"Why was it so hard for me to see my own desire?"
I made the realization as I was getting ready this morning.
I took a shower, stood in front of my closet looking at dresses and tank tops, shorts, skirts, blazers and funny hats, trying to put together an outfit that would best convey to the whole planet exactly how I was feeling: excited, hopeful, and totally full of the joy you get after you’ve had a cold for a week and this is the morning after the first night you’ve slept without being awakened every seven minutes by snot drooling out of your face or violent coughing.
I was getting ready to have breakfast with a new friend and artist I really admire named Amaryllis. We were going to try this diner called Eddie's Cafe on Divisadero. I had been looking at the pictures on Google of stacks of pancakes and crispy bacon frozen into salty crunchy fingers that beckoned me. I was dreaming of putting cream into an off-white mug of coffee while I let butter melt between Pancake 1 and Pancake 3.
I walked into my bedroom to figure out which of my 50 gaudy, ridiculous necklaces would go best with the low-cut geometrically patterned dress I had chosen for breakfast. I found a beautiful choker I bought at a market in Vienna last summer. It is thick and leather, coffee brown, and in the center there's a tiny portrait of a child in a hat. As much as I loved it when I saw it, I realized today when I was holding it that I was ready to let it go, but I decided to keep it rather than put it into the bag of stuff that I donate to Goodwill.
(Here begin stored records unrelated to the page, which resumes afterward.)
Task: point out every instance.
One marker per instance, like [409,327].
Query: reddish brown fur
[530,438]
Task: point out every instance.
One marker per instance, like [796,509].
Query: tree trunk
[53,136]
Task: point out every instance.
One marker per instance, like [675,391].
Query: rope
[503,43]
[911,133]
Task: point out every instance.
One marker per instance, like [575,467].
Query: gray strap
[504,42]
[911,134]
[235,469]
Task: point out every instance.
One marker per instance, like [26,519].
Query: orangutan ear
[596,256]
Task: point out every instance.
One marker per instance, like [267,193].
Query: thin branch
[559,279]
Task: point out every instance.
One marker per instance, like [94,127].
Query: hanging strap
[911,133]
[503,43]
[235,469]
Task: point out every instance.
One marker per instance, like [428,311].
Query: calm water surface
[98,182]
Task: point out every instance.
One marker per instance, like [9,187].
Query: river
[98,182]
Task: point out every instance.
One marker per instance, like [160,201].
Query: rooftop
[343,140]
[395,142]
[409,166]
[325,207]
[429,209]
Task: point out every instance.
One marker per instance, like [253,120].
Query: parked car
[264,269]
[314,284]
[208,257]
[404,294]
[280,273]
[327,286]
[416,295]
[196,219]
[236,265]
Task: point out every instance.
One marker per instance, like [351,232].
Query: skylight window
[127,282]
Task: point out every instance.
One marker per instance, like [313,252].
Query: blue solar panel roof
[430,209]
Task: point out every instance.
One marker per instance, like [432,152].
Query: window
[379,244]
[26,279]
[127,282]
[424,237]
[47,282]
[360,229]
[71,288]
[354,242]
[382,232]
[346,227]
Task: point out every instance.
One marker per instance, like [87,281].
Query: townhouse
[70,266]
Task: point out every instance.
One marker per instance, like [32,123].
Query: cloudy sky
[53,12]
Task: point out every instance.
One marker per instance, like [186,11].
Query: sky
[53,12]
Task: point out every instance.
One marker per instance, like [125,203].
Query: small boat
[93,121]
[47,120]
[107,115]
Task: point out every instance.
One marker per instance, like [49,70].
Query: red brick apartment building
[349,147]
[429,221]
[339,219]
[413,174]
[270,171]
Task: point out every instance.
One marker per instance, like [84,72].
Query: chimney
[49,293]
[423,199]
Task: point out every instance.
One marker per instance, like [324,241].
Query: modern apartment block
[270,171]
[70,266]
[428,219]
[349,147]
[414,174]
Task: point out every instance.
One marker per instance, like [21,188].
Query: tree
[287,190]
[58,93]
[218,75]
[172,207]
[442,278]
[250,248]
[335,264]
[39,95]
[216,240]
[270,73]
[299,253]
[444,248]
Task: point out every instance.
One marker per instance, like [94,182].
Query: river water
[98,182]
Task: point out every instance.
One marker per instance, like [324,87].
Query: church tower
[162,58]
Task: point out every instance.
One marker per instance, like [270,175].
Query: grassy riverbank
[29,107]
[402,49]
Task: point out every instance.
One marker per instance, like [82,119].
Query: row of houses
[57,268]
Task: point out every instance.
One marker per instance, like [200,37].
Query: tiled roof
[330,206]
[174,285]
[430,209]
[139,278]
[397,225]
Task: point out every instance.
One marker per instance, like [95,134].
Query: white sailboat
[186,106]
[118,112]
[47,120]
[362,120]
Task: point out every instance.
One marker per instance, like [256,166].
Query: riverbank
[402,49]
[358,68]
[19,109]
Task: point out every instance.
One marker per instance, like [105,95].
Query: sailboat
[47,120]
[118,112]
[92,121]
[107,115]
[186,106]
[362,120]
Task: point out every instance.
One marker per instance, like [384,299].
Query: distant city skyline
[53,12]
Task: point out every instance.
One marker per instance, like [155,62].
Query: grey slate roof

I thought, “Maybe someday I will meet someone I can give this to.”
Honestly, I was thinking about someone younger than me, maybe someone else’s child, possibly even my own. An heirloom with a beautiful story of world travel attached. And then I realized in that moment something that I hadn't really recognized before: as much as I love the idea of family, I actually like not being married, and I actually like not being a mother right now.
In our culture, we have a certain number of scripts for women. One script that you probably know really well is that of “the woman who can't find love and is unhappily unwed.” And I identify with that script in lots of ways... but in other ways, it feels really off.
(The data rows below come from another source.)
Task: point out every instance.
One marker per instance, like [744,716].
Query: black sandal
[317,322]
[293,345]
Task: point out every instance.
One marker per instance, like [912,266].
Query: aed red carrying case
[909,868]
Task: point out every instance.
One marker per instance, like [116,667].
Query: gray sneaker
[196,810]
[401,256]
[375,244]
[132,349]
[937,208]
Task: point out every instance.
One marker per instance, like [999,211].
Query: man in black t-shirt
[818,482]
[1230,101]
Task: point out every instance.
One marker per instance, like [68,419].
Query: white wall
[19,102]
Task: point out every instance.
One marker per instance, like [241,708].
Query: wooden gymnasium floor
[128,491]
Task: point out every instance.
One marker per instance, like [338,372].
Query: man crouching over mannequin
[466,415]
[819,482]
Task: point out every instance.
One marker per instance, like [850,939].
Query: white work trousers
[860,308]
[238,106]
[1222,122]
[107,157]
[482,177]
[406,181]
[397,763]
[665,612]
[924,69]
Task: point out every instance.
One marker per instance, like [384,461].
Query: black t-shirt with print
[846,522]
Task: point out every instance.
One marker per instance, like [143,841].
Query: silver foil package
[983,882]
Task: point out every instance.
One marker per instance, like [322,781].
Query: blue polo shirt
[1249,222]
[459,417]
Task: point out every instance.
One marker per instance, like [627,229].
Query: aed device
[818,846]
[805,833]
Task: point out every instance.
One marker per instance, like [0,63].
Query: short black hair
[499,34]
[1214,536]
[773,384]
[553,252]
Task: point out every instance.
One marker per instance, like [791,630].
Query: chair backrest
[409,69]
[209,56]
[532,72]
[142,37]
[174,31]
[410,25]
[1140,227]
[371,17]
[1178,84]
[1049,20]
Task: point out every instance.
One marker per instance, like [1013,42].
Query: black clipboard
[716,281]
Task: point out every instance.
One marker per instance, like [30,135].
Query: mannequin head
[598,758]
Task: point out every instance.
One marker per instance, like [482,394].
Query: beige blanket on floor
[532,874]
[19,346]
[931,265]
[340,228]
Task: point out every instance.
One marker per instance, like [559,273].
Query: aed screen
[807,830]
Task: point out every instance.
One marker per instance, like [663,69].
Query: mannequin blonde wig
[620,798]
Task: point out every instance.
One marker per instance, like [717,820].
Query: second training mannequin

In retrospect, all the evidence was there and I don't know exactly how I missed it. Interestingly, I can’t say I love being single, but I can say I love not being married.
I really like having my own ritual, my own space, my own time. I like not being part of a state-recognized union. And yet, some part of me had accepted that not being married was a sign that I was broken — either unable to love, or undesirable.
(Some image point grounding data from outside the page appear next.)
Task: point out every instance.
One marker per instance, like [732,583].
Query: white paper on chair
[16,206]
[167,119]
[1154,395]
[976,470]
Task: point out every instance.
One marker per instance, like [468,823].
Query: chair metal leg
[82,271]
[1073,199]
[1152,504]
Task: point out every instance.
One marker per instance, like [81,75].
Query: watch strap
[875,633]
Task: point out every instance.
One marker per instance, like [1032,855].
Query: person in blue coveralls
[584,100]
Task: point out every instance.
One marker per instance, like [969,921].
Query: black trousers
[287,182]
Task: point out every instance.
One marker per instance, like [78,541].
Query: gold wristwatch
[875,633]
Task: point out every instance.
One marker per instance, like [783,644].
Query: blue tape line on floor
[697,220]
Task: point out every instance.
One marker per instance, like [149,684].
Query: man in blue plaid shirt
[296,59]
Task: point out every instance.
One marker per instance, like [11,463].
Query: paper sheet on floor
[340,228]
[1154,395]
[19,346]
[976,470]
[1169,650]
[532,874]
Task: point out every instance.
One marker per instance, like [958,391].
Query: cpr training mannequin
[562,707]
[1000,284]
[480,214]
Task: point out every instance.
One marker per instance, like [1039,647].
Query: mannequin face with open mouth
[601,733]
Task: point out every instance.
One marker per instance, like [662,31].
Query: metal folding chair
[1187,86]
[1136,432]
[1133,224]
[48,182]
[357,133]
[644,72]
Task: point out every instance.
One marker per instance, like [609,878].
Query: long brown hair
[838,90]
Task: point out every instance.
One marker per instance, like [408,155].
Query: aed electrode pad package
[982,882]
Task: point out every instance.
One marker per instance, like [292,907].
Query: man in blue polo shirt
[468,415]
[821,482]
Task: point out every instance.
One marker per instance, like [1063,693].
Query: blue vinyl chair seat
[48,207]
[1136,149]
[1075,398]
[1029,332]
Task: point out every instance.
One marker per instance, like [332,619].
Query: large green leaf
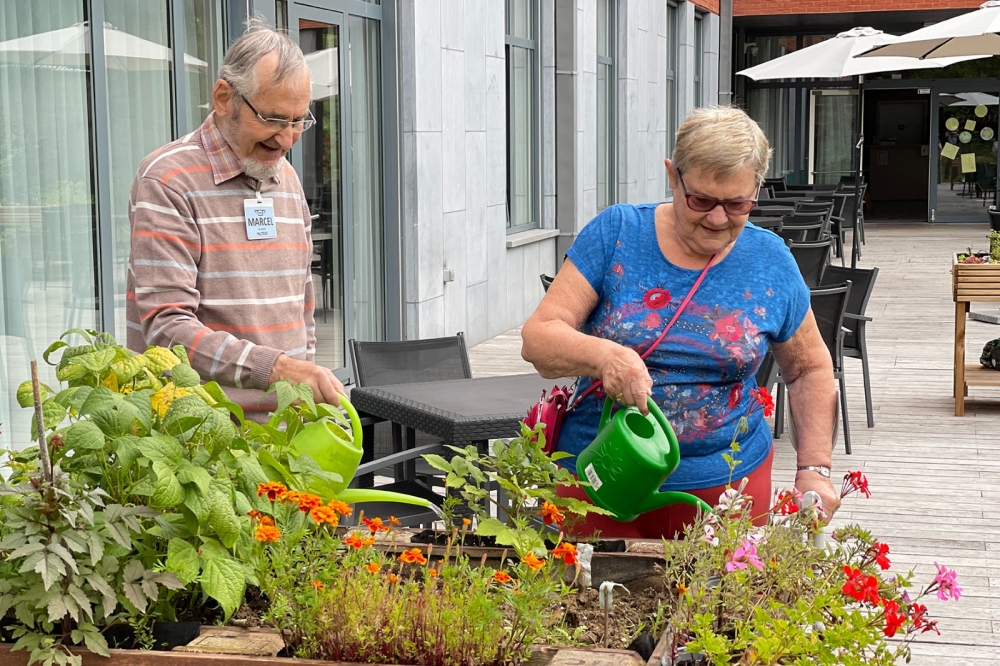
[182,560]
[224,580]
[83,436]
[168,491]
[222,518]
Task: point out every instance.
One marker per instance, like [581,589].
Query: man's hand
[325,385]
[806,480]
Why was it so hard for me to see my own desire?
I think part of the reason is that there is no clear place for a woman like me in our culture — a woman who loves dating, sex, intimacy, closeness, and babies but also loves not being a wife or a mother.
It reminded me of something I learned about in college — “script theory.” The theory states that "human behavior largely falls into patterns called "scripts" because they function analogously to the way a written script does, by providing a program for action" (per Wikipedia). In our culture, we have a certain number of scripts for women. One script that you probably know really well is that of “the woman who can't find love and is unhappily unwed.” And I identify with that script in lots of ways... but in other ways, it feels really off.
I am someone who is often looking for connection. I love sex. I hate how hard it is to get close to people I’m sleeping with. I love the way it feels when you meet someone and there's a combination of sexual attraction and intellectual chemistry. I love the way that it feels to flirt with a stranger. I love imagining the intensity that romance can offer me. The problem I find with the script is that it doesn't leave much room for autonomy or complexity.
Our culture is really committed to seeing women who are unmarried as failures. Further, our culture is committed to constructing marriage and parenthood as the only paths to humanity and fulfillment for women. Pretty convenient, I think, since parenthood and marriage are probably the most powerful entities when it comes to bolstering the nation state.
Scripts are convenient because they prescribe desire — no need to think for yourself, here’s a metaphorical production that’s already been written for you. The trouble is that for many of us, what we want the most doesn’t fit on the page.
When you don't have the language to understand your experience, you have no way to articulate a desire, because language is how we understand who we are.
And historically, women have been denied access to the language we need to understand the complexity of our lives and our desires.
The truth is that there is a difference between a person who deeply wants love and a person who wants marriage. They are not one in the same. The desire to help raise someone or be part of taking care of another life is not the same as the desire to be pregnant or to be a mother. It’s the script that tells us that these false equivalencies are obviously true, when they’re actually really not.
Sometimes when your life doesn't fit the script, and you’re scared that you’re a weirdo who can’t do anything right, you start trying to make your story fit into the neat box that feels closest to your own story. You believe what the story says about you and you get caught up in trying to fix something that isn’t broken. But the truth is, you can write your own story, with tons of complexity, that doesn’t fit neatly into any one box.
We can divest and have the confidence to say: “Fuck the script.”